In mitigation of the criticism coming his way, Mr Doncaster is offering your money, in perpetuity, to buy votes to allow Sevco to gain direct access to the First Division. If passed, they would probably enter the SPL next season, close to debt free, while Celtic carry peak debt of around £35m after playing by the rules and not qualifying for Champions League football during the last three seasons.
In short, if Mr Doncaster manages to persuade the SFL chairmen to back his plan, Sevco will become by far the strongest team in the SPL a year from now.
The plan has been rejected as wholly unacceptable by an impressive list of clubs with no association whatsoever with Celtic, many of whom exist hand-to-mouth and whose vote against will cost them considerable income.
Doncaster’s part in creating this shambles cannot be underestimated. He perpetuated the myth that “Rangers” should and would be in next season’s SPL, allowing people to invest in an undeliverable strategy, including Charles Green.

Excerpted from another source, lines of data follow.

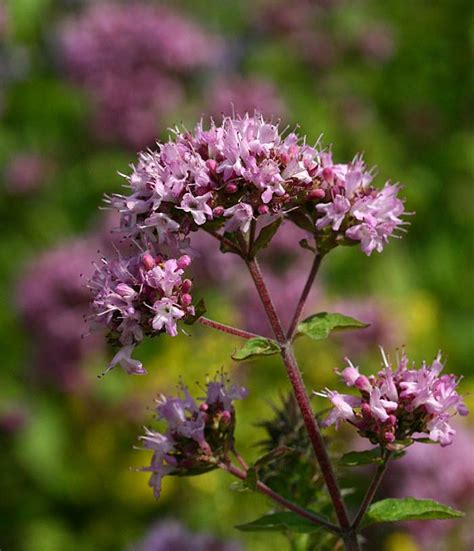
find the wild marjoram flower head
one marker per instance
(399, 405)
(198, 436)
(141, 295)
(246, 169)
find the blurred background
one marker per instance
(84, 85)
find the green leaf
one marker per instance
(408, 508)
(225, 248)
(281, 522)
(399, 445)
(366, 457)
(259, 346)
(273, 455)
(302, 221)
(265, 236)
(199, 310)
(251, 480)
(318, 326)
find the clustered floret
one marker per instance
(141, 295)
(245, 169)
(198, 436)
(399, 405)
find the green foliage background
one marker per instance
(65, 478)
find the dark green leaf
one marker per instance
(408, 508)
(281, 522)
(266, 235)
(318, 326)
(305, 245)
(199, 310)
(259, 346)
(273, 455)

Mr Doncaster is an employee of the company Celtic are an equal-twelfth shareholder in. His actions are wholly incompatible with sporting meritocracy. As Celtic shareholders we call for his resignation and, if this is not forthcoming, demand he faces a confidence vote.

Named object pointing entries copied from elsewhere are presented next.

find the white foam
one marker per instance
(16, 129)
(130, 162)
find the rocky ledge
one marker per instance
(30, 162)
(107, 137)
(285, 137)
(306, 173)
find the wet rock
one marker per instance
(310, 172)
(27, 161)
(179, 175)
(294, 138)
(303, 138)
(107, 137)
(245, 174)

“Without fear or favour” was the promise from Stewart Regan when he told us he would apply the rules evenly as the Rangers saga unfolded. In advocating rules are torn up and replaced his words are laughable.
His assertion that the actions of Campbell Ogilvie over Rangers EBTs had been investigated and that Ogilvie was found to be without blame was misleading. It is our assertion that the actions of Mr Ogilvie were not investigated at all and that Mr Regan spoke to protect his ally, who remains in position despite being “heavily conflicted” according to Mr Regan, and the SFA being in desperate need of a strong and active president.
Mr Regan is now wholly compromised and must resign or also face a vote of confidence. Two years ago he joined a dysfunctional organisation. He had a great opportunity to make a name for himself as a successful troubleshooter. Instead he’s made matters worse!